The mizuko kuyo, or water baby ceremony, was developed in Japan to offer spiritual support for grieving mothers, including those who have had miscarriages or have chosen to have an abortion. “Mostly it’s to deal with the genuine suffering that comes with the decision to end a life. People think that’s a decision lightly undertaken. It is not lightly undertaken,” says Chozen. “This is a way of recognizing these women and their partners need spiritual support.”

Chozen was inspired to begin offering the Jizo ceremony after she attended one in California. “After the ceremony, as I was heading back to Portland, I realized that my heart was palpably lighter. I hadn’t realized how heavy the burden of sorrow was, accumulated over 10 years of child-abuse work,” she writes in her book Jizo Bodhisattva (Shambhala 2003). “Also relieved was the hidden sorrow of my own miscarriage 12 years before. . . . When I realized how important this ceremony was, and how deep and long-lasting its effects could be, I . . . began to offer the ceremony.”

In the remembrance garden, there are rattles, musical instruments, a plastic telephone.
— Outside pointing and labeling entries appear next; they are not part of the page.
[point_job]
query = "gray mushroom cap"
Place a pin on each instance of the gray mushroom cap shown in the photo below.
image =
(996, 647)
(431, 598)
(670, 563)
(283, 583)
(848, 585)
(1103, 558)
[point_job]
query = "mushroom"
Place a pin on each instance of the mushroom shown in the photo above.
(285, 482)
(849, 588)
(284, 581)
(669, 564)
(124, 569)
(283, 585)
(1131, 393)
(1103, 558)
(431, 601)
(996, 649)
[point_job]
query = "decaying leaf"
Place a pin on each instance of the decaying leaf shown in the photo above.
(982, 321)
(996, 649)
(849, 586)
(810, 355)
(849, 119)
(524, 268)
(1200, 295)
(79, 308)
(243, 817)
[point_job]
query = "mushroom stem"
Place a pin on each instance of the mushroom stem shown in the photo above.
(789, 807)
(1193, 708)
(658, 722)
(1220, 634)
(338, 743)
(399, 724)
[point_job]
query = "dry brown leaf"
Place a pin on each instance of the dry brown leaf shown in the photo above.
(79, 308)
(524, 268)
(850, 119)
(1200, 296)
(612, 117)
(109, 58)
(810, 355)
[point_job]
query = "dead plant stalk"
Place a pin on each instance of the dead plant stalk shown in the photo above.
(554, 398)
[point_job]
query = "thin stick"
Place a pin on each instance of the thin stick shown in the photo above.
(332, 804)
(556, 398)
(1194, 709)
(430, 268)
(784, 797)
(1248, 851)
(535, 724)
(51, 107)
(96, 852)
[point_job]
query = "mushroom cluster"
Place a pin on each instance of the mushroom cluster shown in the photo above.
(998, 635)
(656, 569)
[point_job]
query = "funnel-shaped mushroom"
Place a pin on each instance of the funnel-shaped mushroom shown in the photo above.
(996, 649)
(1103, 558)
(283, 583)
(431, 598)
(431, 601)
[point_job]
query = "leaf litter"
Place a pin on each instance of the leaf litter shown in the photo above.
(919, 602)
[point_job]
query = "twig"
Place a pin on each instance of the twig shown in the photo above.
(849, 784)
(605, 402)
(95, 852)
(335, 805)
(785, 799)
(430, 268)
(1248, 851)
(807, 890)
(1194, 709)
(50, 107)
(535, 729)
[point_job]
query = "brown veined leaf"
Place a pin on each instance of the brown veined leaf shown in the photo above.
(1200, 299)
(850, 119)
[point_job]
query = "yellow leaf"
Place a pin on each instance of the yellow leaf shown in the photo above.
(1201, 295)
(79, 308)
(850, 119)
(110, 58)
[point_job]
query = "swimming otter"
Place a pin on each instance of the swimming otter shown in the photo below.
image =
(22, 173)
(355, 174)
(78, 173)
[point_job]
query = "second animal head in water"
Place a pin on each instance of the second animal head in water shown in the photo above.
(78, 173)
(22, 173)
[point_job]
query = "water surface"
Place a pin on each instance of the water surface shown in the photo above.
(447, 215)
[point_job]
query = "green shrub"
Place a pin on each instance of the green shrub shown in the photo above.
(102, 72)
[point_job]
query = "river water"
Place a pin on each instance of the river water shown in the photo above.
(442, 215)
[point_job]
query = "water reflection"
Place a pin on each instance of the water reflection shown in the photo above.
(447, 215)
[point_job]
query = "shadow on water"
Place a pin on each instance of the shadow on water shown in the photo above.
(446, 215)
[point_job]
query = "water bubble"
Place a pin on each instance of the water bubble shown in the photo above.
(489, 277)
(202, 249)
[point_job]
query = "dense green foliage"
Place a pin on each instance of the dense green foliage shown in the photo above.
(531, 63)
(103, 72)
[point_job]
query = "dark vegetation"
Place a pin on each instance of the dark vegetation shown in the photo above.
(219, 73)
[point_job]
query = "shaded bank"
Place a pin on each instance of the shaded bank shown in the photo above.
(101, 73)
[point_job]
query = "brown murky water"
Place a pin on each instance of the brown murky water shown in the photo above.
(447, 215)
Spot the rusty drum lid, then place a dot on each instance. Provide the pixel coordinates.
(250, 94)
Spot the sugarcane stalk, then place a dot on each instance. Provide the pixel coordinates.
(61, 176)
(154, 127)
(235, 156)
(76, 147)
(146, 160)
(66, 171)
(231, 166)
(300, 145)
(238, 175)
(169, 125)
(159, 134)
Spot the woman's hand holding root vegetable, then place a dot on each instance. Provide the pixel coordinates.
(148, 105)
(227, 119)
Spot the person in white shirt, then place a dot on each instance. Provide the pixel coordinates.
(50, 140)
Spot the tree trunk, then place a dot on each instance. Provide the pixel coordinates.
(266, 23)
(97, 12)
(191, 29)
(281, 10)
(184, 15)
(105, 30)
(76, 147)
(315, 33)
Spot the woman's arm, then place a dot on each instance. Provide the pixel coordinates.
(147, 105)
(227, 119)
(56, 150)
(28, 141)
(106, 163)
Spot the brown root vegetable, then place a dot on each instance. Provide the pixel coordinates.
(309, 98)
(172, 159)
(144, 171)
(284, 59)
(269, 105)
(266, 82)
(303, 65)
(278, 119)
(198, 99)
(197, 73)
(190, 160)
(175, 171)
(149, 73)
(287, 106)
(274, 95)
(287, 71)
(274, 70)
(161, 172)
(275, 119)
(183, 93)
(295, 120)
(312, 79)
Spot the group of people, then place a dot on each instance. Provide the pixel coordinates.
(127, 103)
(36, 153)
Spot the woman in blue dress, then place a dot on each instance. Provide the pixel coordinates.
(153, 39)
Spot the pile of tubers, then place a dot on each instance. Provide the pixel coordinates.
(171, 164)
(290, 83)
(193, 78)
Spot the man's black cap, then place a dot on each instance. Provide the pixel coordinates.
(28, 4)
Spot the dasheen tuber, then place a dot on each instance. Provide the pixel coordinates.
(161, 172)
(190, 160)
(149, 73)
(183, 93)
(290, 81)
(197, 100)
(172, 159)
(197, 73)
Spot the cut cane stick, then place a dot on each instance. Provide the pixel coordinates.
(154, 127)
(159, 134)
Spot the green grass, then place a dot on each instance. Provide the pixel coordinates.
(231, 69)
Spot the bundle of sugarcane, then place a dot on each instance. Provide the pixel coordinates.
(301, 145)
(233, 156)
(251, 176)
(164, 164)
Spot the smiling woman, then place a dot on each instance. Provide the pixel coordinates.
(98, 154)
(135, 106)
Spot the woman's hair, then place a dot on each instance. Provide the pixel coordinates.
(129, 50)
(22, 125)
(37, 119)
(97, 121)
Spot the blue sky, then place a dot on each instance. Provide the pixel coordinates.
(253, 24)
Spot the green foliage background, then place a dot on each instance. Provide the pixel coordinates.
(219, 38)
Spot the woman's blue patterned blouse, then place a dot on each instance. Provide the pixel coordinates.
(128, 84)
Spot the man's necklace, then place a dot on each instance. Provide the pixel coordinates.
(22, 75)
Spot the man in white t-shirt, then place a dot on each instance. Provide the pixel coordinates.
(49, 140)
There’s an old clock hanging from a tree branch, hands stopped, that reads: “JIZO TIME.” (“There are no time limits for Jizo!” jokes Chozen.) Prayer flags flap stiffly in the breeze. Whenever something at the monastery breaks, a bowl at dinner for example, Chozen brings it out to the garden and lays it among the ferns. She explains that brokenness is a natural part of the healing process: “Our very woundedness can become a way we can benefit other people,” she says.

Not all of the families who participate in the ceremony are practicing Buddhists, but they often find comfort in the silent company of other grieving parents. “When you’re grieving, you can feel so alone,” says Chozen. In the mizuko kuyo, parents make a small token, such knitting a hat or sewing a bib, or bring a favorite toy. They leave them in the remembrance garden among the mossy firs. The monastery residents create small Jizo statues out of clay. The garden also has 108 statues excavated from a temple in Japan and donated to honor the transmission of the Dharma in the West. The families are free to visit the garden at any time.

The ceremony, like much at Great Vow Monastery, draws from Japanese tradition without copying it directly. Chozen and Hogen Bays have picked which ceremonies make sense for a Western audience, while trying to remain true to Zen traditions. Residents learn to chant the Heart Sutra in both Japanese and English, but they also can join a marimba band. It is a matter of “what are cultural elements that aren’t helpful, and then what are essential elements that must be retained,” explains Chozen. “If there’s something that will help unify us with other groups [in Japan], they we might keep it.”

One tradition is important: every morning, the monastery residents gather in the zendo to chant for the ill, dying, or recently deceased. “People often send us names that they would like put on the chant list, so they know that we are praying for their loved ones,” says Chozen.

And the townsfolk, who once were so skeptical of the Zen monastery?

“Sometimes now people from the community send names,” she says. “Sometimes they come.”